Experts at the Table — Part 3: Semiconductor Engineering sat down to talk about AI, the latest issues in SRAM, and the potential impact of new types of memory, with Tony Chan Carusone, CTO at Alphawave Semi; Steve Roddy, chief marketing officer at Quadric; and Jongsin Yun, memory technologist at Siemens EDA. What follows are excerpts of that conversation. Part one of this conversation can be found here. Part two is here.
[L-R] Alphawave’s Chan Carusone; Quadric’s Roddy; Siemens’ Yun.
SE: What role will SRAM play in the world of emerging memories?
Chan Carusone: Emerging memories co-exist in the memory hierarchy, with SRAM still providing fast access times near to the compute layer, as well. The others generally provide potentially higher storage density, but with longer latency. They’ll find their slot in there, but not displace the key role of SRAM.

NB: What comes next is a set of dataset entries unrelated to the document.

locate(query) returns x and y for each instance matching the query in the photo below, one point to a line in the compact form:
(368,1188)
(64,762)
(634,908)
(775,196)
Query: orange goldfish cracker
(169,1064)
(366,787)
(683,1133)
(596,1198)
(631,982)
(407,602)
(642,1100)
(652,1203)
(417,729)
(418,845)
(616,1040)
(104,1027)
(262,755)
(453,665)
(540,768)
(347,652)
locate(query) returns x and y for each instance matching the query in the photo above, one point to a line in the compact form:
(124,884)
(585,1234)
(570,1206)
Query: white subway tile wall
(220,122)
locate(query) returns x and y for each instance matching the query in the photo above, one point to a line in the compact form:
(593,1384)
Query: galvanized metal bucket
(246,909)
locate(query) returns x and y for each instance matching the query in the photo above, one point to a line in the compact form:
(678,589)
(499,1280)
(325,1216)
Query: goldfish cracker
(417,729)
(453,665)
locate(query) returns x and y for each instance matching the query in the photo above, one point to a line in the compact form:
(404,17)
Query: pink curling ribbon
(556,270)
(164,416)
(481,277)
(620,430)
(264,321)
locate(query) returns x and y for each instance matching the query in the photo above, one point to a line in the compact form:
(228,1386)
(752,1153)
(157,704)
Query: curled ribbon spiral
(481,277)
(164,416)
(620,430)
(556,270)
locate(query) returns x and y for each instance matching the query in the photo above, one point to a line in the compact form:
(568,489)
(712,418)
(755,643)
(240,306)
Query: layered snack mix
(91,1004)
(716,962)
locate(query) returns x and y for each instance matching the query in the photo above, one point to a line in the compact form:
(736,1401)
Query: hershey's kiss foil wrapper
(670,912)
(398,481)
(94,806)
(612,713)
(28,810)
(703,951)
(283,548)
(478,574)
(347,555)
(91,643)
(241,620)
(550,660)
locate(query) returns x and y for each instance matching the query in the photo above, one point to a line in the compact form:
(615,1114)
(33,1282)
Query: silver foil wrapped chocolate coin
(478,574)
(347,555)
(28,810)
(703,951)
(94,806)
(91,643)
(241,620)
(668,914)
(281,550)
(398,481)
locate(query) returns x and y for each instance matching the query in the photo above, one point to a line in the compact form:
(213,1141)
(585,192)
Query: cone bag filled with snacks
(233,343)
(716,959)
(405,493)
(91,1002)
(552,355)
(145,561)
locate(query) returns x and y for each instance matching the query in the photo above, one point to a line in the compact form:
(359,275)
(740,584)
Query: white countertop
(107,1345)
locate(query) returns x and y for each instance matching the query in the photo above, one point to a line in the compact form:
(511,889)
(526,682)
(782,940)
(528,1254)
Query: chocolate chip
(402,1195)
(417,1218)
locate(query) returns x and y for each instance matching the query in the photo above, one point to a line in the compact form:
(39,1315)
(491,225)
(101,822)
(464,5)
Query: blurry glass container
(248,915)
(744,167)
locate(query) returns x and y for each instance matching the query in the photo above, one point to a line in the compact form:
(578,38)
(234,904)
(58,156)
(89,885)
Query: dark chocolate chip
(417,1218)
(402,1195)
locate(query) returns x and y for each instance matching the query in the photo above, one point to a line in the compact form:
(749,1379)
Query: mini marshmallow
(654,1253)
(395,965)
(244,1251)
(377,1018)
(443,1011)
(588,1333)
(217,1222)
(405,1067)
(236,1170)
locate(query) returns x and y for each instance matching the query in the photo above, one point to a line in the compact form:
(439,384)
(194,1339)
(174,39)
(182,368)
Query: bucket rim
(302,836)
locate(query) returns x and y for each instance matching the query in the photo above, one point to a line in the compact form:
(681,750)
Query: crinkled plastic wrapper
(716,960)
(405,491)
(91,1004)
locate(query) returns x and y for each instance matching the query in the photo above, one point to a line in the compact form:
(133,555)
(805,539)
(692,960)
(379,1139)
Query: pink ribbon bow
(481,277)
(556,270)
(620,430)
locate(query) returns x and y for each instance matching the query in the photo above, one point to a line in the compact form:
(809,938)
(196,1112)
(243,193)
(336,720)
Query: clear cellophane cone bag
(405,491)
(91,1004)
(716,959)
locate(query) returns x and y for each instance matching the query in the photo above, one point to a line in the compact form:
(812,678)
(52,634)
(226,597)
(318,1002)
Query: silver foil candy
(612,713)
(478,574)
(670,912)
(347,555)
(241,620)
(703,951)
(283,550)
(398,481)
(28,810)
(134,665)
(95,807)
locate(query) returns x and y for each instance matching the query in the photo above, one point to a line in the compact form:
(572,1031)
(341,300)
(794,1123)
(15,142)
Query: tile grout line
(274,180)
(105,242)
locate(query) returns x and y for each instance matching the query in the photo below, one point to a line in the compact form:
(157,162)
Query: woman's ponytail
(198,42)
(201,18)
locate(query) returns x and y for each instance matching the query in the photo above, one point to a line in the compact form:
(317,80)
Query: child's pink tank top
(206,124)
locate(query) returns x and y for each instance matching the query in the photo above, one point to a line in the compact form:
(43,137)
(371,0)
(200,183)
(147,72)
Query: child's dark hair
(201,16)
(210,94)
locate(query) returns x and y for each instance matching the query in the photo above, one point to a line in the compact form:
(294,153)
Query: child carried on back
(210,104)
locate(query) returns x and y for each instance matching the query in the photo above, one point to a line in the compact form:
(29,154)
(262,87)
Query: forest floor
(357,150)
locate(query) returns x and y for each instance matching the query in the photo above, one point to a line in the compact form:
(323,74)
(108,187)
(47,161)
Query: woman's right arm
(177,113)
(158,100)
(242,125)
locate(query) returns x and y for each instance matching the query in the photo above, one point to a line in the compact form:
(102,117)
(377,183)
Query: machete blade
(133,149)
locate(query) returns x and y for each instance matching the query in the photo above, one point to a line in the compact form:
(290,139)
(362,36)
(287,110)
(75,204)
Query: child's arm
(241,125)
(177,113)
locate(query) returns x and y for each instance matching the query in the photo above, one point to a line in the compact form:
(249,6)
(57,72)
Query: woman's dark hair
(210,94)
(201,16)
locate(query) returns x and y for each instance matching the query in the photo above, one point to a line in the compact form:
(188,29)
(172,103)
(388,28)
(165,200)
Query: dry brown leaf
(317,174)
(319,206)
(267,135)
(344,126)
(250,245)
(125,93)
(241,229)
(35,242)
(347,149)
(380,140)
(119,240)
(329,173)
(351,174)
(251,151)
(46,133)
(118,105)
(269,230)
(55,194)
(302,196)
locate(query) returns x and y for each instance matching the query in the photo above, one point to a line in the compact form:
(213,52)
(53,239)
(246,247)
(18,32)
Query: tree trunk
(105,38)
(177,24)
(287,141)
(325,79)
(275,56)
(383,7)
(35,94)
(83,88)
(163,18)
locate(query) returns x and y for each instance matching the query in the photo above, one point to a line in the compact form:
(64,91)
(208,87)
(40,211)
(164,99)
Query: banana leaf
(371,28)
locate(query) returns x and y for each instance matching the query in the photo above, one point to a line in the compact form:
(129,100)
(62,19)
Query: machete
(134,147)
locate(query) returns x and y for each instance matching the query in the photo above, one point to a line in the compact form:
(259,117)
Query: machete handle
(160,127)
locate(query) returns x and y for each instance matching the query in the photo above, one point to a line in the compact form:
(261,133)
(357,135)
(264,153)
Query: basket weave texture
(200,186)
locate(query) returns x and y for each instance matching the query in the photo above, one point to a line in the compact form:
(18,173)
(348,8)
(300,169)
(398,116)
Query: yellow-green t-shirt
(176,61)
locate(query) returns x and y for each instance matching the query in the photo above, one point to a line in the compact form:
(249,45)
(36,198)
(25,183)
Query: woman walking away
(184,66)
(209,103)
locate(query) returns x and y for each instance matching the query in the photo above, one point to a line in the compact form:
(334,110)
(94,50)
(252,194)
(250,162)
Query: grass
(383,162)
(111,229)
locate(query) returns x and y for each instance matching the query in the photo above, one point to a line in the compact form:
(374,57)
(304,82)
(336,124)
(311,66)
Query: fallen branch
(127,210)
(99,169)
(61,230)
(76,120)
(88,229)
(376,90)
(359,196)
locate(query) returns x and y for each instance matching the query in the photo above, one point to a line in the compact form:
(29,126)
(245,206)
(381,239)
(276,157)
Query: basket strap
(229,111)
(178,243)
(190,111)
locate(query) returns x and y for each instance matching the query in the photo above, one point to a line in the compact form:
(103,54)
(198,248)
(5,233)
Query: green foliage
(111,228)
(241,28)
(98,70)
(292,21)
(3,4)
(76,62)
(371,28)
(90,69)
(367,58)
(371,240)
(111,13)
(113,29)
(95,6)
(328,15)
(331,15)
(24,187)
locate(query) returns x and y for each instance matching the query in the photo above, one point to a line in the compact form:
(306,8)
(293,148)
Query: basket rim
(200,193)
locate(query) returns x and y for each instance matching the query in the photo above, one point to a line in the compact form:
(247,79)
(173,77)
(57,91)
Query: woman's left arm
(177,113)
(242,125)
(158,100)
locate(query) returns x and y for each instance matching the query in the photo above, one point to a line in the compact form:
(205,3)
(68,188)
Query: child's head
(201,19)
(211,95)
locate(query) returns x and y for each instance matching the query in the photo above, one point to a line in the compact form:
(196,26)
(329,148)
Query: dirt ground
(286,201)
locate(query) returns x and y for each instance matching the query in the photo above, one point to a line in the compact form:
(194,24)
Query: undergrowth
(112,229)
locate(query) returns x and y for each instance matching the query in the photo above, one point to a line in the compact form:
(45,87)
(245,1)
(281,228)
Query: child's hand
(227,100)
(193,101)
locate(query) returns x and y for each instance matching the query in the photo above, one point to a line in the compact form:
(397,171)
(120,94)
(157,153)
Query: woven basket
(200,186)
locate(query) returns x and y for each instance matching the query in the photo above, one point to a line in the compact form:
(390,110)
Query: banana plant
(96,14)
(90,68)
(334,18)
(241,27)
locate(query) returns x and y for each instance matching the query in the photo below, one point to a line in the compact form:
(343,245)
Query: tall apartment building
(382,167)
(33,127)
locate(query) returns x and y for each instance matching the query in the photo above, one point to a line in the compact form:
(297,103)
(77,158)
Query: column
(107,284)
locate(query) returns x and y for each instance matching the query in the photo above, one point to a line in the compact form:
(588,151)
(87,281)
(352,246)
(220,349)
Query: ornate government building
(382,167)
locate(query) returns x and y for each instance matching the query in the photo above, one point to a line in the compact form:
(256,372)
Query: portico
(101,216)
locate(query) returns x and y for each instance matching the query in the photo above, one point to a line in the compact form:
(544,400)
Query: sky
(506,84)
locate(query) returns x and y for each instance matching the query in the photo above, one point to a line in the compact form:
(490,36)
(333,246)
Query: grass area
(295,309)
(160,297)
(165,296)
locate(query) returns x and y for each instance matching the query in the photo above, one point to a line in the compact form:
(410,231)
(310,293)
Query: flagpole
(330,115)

Yun: SRAM is a first choice of memory because it is embedded in chips for instant access. Other external memory, such as DRAM or flash, requires going through additional protocols, and that requires a multiple of clocks and energy use. Embedded memory, like MRAM or ReRAM, can be instantly accessible like SRAM so that one can save power and get the benefit of speed. Within the chip, we can have access to both the SRAM and these embedded memory types. Comparing MRAM or ReRAM to SRAM, MRAM and ReRAM use just one single transistor, whereas SRAM uses six transistors, making them significantly smaller. Although they do require a larger transistor, the overall size is still a 1/3 of SRAM. Considering all of the surrounding peripheral components, we are aiming for a rule of thumb where the complete macro size is roughly half of the SRAM. There is a clear size advantage, but the performance of the write speed is still far slower than the SRAM. There are a couple of promising write speed achievements in labs, but we don’t know when we’ll have matured MRAM for L3 cache replacement. Nevertheless, the size advantage and the benefit of on-chip memory are certainly worth considering.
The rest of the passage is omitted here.